Posted October. 12, 2012 02:34,   

한국어

A corny joke tells about “how to put an elephant in a freezer.” Politicians bribe an elephant to enter a freezer. Police torture the animal and get it to confess to being a chicken, then put it back in the freezer. A mathematician differentiates it and put it in the freezer. Another version of the joke uses Pierre Fermat. It goes like this: “I have discovered an amazing method to put an elephant in a freezer. But I have too narrow margins to put it down.” This is derived from an episode involving the famed French mathematician, who said he did not put down the process on how he solved a question due to a narrow margin. If one asks a professor to put an element in a freezer, his or her answer would be, “Ask your graduate teaching assistant to do it.”

Another joke asks, "Why is a professor is popular among wealthy leisured ladies? He can come anytime she wants because he always has time." When he sees a lady, there is at least one thing to learn: if he cannot come in person, he will send a teaching assistant instead. This is a joke for laughter, and I surely hope professors will not misunderstand the intent.

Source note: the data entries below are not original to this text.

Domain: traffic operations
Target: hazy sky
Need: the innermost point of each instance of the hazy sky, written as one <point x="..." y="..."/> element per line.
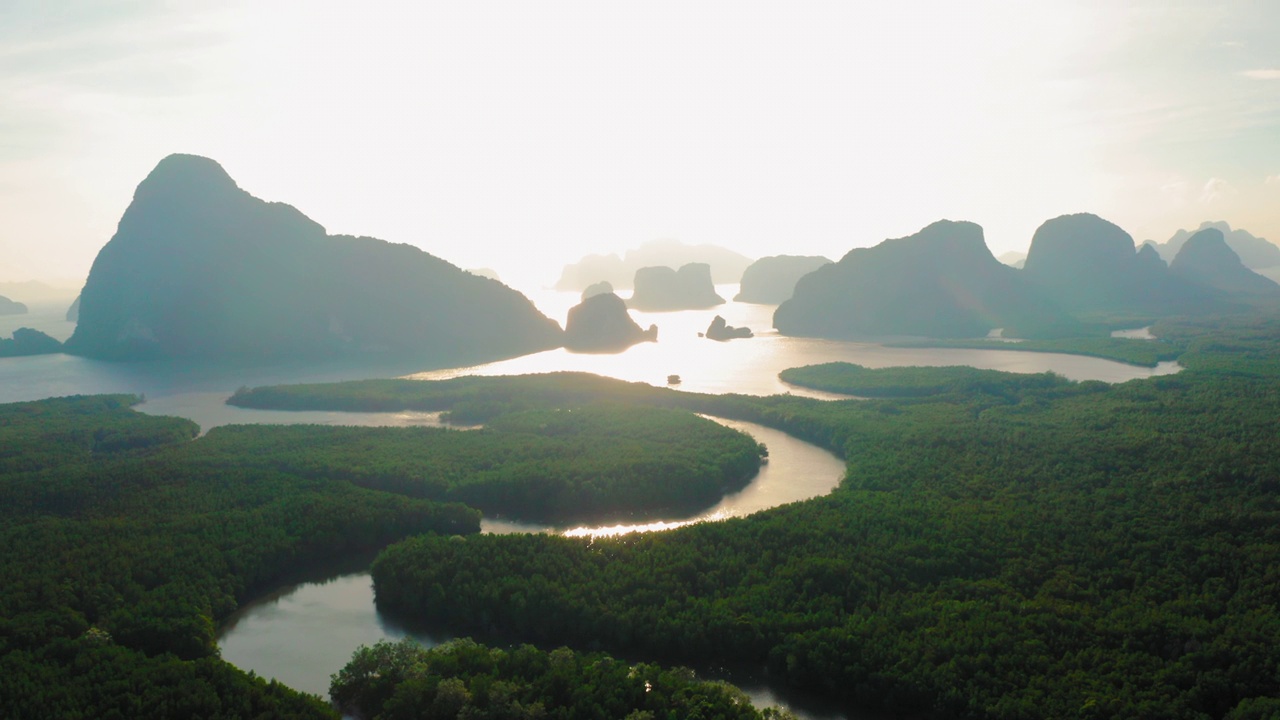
<point x="521" y="135"/>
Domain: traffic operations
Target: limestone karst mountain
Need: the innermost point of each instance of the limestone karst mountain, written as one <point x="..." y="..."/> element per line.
<point x="600" y="323"/>
<point x="940" y="282"/>
<point x="1207" y="259"/>
<point x="726" y="265"/>
<point x="1255" y="253"/>
<point x="771" y="281"/>
<point x="201" y="268"/>
<point x="666" y="288"/>
<point x="1087" y="264"/>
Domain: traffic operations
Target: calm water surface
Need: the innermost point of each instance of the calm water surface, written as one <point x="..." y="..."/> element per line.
<point x="302" y="633"/>
<point x="305" y="633"/>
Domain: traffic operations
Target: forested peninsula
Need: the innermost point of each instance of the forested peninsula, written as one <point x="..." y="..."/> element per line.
<point x="1001" y="546"/>
<point x="127" y="538"/>
<point x="1022" y="548"/>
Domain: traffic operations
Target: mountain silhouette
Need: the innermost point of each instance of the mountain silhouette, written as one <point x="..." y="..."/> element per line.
<point x="600" y="323"/>
<point x="666" y="288"/>
<point x="940" y="282"/>
<point x="1207" y="259"/>
<point x="1089" y="265"/>
<point x="1255" y="253"/>
<point x="725" y="264"/>
<point x="12" y="306"/>
<point x="771" y="281"/>
<point x="201" y="268"/>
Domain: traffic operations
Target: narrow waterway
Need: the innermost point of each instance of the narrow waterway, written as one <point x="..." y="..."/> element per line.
<point x="304" y="633"/>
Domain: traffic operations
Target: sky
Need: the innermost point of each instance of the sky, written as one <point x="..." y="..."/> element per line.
<point x="521" y="136"/>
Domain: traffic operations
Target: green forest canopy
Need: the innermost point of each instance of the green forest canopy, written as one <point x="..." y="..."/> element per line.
<point x="997" y="550"/>
<point x="127" y="540"/>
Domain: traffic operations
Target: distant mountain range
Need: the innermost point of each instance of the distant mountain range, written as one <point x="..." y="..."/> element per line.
<point x="726" y="265"/>
<point x="1255" y="253"/>
<point x="201" y="268"/>
<point x="940" y="282"/>
<point x="1079" y="269"/>
<point x="771" y="281"/>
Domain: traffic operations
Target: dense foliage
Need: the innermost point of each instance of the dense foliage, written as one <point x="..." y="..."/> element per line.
<point x="1027" y="550"/>
<point x="589" y="464"/>
<point x="465" y="679"/>
<point x="915" y="382"/>
<point x="1146" y="352"/>
<point x="128" y="540"/>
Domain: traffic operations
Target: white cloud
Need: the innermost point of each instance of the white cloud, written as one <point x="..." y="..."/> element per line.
<point x="1216" y="188"/>
<point x="1175" y="186"/>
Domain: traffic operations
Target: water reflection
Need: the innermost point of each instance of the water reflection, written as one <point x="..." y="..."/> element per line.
<point x="306" y="632"/>
<point x="752" y="365"/>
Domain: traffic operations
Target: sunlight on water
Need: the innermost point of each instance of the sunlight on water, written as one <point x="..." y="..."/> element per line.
<point x="752" y="365"/>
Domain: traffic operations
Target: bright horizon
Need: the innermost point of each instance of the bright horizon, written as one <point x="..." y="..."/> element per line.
<point x="522" y="136"/>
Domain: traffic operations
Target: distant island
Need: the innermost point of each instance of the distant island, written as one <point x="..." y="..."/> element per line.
<point x="1088" y="264"/>
<point x="27" y="341"/>
<point x="600" y="324"/>
<point x="726" y="265"/>
<point x="771" y="281"/>
<point x="666" y="288"/>
<point x="201" y="268"/>
<point x="1206" y="259"/>
<point x="1082" y="277"/>
<point x="1255" y="253"/>
<point x="10" y="306"/>
<point x="940" y="282"/>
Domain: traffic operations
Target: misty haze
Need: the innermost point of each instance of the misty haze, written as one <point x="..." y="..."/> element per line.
<point x="640" y="360"/>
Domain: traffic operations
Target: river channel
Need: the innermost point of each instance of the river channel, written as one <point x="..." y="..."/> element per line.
<point x="304" y="633"/>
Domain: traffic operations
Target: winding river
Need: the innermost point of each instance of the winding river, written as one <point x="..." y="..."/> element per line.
<point x="304" y="633"/>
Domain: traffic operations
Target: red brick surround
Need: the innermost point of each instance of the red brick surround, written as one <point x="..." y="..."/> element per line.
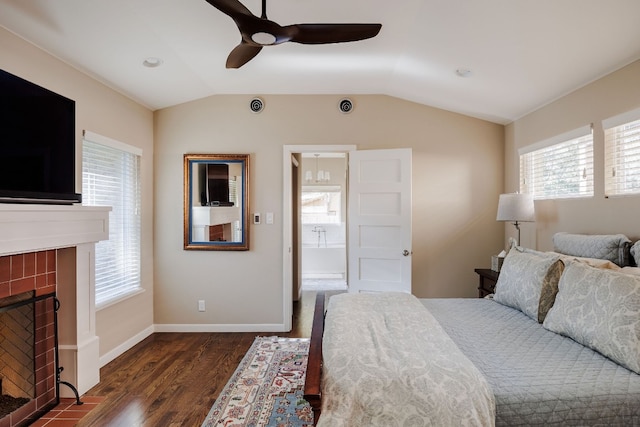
<point x="34" y="271"/>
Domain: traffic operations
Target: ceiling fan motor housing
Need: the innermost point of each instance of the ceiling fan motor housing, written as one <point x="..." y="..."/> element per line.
<point x="256" y="105"/>
<point x="345" y="105"/>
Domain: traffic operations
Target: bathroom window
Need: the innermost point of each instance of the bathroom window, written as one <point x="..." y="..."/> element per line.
<point x="321" y="204"/>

Nevertheless, an element of hidden truth behind such a joke invokes a feeling of regret. Foreign professors in Korea shake their heads in wonder how a professor is like a ruler can never be defied, to graduate students and teaching assistants.

The Human Rights Center at Seoul National University surveyed 1,380 graduate students about bad practices routinely committed in relations between professors and graduate students. The survey showed 41.6 percent of the graduate students had their rights to study and research infringed on due to negligent preparation for class by professors. About 16 percent said they authored research papers on behalf of professors or senior students, while 28.1 percent said they were forced to participate in events. Other cases included professors forcing them to refrain from taking classes taught by professors whom the former disliked, forcing them to take certain subjects, or demanding money or valuable items in return for serving as thesis reviewers. In other cases, teaching assistants were often forced to wash dishes, go shopping, or pick up laundry for professors, help a professor`s children with their homework, or attend drinking parties against their will.

These practices are also prevalent at schools other than Seoul National. Several years ago, a professor at a women’s university ordered a teaching assistant to clean the former’s bathroom, which caused a stir. Sexual harassment cases that often occur also derive from the hierarchical relationship between male professors and female graduate students. Anachronistic practices occur due to the apprenticeship system here, in which the professor holds the authority in approving dissertations for graduation, and the appointment of professors, and which makes it virtually impossible for students to pursue the same academic field as the professor once he or she is stigmatized by the professor. Professors might respond by saying they underwent the same process when they were teaching assistants. But it is wrong for professors to commit such abuses just because they endured them. It is high time that such bad practices end at institutions of higher learning, the place of intellectuals.